Eppure contrastare il cambiamento climatico è rimasto un impegno (un dovere) evidente, date le sue ricadute sulla vita di ogni giorno. Ma del Green Deal si sono (tardivamente) scoperti significativi costi economici assieme alla necessità di modificare almeno in parte proprio gli stili di vita diffusi. Da qui le pressioni delle lobby, di alcuni potentati poco disposti a fare dei sacrifici per un bene superiore. I segnali dei passi indietro sul Green Deal sono ad oggi numerosi, riguardanti agricoltura, mobilità e trasporti, energie rinnovabili…
Un altro ambito in cui la coesione politica dell’Ue sta segnando il passo è il sostegno all’Ucraina che sconta, ogni giorno, il peso dell’aggressione russa.
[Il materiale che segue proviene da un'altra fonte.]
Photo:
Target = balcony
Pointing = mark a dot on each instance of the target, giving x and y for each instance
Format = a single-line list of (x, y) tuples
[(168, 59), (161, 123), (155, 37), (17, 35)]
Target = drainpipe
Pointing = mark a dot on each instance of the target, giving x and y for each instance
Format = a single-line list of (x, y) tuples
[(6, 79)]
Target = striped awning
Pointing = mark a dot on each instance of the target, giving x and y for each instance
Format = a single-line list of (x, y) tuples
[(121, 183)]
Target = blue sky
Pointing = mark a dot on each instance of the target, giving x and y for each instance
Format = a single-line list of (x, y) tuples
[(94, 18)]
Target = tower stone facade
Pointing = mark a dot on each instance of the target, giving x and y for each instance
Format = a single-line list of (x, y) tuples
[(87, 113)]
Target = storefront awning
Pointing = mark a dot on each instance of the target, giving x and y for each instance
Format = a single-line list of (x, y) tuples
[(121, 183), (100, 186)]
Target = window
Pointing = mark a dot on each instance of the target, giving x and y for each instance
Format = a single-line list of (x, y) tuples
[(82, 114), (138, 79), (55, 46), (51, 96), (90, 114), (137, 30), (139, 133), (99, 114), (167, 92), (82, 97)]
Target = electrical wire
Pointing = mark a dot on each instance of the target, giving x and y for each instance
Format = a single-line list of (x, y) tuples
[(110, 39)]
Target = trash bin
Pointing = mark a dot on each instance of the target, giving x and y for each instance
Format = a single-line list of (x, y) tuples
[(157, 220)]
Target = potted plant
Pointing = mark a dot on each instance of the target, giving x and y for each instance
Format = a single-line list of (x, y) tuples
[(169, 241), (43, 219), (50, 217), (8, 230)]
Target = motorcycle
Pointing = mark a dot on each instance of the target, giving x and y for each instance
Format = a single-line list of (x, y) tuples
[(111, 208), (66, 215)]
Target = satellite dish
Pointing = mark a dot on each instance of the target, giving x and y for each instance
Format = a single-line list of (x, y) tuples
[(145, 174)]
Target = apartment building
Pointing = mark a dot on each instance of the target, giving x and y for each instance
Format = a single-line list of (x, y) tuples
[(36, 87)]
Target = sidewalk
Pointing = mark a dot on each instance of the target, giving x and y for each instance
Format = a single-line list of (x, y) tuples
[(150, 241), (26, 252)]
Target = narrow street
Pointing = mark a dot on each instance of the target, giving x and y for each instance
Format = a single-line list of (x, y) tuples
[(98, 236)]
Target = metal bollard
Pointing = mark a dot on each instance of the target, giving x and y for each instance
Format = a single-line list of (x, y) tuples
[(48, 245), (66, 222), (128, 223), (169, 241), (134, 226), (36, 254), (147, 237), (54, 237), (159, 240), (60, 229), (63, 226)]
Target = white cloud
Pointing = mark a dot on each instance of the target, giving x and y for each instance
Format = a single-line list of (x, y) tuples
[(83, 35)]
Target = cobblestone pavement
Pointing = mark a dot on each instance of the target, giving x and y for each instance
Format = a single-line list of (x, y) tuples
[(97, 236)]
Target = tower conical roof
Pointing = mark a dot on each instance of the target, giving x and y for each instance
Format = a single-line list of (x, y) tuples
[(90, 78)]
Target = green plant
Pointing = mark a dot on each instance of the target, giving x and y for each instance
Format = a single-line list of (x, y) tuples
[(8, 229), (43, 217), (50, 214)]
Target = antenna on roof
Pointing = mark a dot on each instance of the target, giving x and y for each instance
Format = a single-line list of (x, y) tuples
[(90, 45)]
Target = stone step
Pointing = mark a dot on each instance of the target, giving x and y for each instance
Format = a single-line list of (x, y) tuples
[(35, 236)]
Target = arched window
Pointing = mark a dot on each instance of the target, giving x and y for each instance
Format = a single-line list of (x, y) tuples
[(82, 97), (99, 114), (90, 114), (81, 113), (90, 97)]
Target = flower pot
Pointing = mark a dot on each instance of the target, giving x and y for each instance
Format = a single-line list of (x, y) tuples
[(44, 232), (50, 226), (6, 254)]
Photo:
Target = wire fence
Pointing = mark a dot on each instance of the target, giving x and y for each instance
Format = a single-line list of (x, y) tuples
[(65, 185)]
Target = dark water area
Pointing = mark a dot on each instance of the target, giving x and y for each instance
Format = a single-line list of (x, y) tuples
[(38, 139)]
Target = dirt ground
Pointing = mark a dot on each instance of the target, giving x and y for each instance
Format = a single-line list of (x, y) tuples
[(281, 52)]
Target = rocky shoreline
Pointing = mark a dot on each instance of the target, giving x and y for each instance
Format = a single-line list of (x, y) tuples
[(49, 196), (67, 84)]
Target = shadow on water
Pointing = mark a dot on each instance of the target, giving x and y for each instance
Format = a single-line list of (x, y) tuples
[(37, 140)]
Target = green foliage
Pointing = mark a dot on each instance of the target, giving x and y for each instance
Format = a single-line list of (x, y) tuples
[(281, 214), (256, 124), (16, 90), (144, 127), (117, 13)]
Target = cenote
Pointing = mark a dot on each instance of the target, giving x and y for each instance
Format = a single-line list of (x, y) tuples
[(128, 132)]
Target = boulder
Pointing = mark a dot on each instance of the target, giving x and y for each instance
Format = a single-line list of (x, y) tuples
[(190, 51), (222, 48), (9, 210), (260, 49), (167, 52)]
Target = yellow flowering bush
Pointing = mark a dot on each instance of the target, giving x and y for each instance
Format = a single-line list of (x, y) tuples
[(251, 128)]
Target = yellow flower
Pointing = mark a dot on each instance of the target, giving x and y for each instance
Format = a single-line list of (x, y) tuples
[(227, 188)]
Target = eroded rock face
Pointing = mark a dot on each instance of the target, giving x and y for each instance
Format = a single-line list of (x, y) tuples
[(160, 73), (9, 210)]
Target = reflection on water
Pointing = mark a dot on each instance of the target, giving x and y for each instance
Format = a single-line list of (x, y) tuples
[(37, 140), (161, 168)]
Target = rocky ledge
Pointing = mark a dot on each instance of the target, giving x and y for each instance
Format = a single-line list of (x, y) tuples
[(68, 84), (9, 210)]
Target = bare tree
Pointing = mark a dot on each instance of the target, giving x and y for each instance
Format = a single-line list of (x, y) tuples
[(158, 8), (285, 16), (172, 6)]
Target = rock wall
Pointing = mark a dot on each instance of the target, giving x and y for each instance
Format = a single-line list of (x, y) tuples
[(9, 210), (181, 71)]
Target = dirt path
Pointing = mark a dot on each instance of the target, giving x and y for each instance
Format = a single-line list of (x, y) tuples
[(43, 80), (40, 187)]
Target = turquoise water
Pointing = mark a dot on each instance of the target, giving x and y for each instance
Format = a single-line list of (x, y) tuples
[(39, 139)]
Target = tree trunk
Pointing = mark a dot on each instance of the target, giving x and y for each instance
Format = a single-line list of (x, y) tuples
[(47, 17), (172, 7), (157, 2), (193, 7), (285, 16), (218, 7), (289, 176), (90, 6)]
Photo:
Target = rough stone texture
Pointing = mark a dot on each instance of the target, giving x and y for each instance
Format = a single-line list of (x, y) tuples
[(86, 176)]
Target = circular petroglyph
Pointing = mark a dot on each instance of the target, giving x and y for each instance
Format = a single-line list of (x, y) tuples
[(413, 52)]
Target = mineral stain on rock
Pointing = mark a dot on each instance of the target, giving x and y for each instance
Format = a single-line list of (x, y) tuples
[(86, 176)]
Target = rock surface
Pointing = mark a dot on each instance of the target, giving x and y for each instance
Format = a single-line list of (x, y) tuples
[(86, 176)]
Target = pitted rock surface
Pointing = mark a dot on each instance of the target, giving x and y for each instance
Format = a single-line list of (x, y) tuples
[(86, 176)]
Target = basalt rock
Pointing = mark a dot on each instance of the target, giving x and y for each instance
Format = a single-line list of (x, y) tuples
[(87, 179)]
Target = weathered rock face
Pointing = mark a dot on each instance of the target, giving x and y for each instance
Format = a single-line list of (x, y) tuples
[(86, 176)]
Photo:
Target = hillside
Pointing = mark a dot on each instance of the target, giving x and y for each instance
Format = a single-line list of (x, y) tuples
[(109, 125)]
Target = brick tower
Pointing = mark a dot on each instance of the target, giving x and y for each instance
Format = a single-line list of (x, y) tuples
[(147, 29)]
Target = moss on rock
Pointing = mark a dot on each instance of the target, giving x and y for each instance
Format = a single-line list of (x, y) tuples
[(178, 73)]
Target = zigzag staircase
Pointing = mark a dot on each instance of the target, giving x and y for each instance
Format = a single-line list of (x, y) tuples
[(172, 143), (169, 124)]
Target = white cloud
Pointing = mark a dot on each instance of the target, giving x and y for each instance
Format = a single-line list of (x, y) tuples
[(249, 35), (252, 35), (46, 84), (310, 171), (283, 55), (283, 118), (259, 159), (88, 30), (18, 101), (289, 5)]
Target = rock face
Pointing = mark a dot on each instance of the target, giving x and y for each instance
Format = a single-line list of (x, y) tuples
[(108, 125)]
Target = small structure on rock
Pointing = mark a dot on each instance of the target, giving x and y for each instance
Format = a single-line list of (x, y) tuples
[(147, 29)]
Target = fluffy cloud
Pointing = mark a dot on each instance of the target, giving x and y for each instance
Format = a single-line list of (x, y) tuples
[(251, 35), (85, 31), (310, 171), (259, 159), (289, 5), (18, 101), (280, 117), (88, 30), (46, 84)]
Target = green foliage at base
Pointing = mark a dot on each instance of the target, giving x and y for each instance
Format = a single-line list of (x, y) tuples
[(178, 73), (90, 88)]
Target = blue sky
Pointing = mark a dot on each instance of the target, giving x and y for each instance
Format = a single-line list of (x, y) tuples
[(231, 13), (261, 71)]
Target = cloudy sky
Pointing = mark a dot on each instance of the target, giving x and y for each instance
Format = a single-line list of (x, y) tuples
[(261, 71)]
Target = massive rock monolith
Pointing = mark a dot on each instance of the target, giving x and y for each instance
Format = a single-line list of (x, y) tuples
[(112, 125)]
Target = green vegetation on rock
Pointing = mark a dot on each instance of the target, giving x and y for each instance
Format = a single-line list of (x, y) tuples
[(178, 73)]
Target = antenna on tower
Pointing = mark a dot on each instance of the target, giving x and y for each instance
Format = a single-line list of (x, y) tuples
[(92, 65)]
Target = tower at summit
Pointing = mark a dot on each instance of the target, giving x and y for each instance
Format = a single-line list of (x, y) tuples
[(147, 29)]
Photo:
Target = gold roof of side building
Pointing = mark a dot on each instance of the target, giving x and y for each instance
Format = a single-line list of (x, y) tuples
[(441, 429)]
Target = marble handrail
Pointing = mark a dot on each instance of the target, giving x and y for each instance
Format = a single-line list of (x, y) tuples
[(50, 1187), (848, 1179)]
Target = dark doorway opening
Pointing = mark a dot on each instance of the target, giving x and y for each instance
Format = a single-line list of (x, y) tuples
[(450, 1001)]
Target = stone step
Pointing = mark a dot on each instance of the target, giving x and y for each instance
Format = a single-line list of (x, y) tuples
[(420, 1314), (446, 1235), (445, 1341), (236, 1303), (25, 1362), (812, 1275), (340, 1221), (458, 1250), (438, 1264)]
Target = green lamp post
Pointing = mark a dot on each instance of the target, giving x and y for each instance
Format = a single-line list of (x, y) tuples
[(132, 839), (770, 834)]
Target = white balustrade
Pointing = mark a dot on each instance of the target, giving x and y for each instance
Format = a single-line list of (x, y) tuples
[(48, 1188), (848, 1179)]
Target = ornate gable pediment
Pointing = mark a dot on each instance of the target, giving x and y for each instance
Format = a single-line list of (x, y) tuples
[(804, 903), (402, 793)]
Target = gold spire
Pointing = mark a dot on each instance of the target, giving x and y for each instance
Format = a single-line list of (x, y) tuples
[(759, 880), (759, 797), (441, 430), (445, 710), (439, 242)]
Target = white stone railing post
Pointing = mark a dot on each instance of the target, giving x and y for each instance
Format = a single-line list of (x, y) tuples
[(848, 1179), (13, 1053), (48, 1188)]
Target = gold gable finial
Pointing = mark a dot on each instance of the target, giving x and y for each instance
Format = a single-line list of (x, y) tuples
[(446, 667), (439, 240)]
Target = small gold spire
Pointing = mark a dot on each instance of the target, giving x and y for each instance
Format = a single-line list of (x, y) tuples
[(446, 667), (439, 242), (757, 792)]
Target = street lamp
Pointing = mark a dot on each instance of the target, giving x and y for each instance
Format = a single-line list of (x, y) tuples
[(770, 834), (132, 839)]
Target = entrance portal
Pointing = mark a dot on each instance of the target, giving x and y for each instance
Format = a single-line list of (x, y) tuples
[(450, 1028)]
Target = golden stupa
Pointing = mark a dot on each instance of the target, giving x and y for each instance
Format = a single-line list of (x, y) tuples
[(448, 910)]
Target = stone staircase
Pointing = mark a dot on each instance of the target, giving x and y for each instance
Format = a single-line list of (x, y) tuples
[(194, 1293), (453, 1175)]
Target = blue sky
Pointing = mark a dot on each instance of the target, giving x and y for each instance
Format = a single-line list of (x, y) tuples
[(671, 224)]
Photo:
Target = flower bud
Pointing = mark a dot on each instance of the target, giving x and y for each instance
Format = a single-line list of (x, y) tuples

Mentre l’Ue tende la mano al popolo ucraino accogliendo rifugiati e fornendo aiuti umanitari, non riesce ancora a trovare pieno accordo sui 50 miliardi per la ricostruzione e nemmeno sul fornire armamenti e su come utilizzarli per la difesa del territorio ucraino. Quest’ultimo aspetto genera dubbi più che legittimi (non si agisce a sufficienza per una soluzione politica e diplomatica), ma ciò che stupisce riguarda il fatto che alcuni governi confondano aggredito e aggressore. Addirittura il premier ungherese Orban, presidente di turno del Consiglio Ue, non perde occasione per dimostrarsi amico di Putin.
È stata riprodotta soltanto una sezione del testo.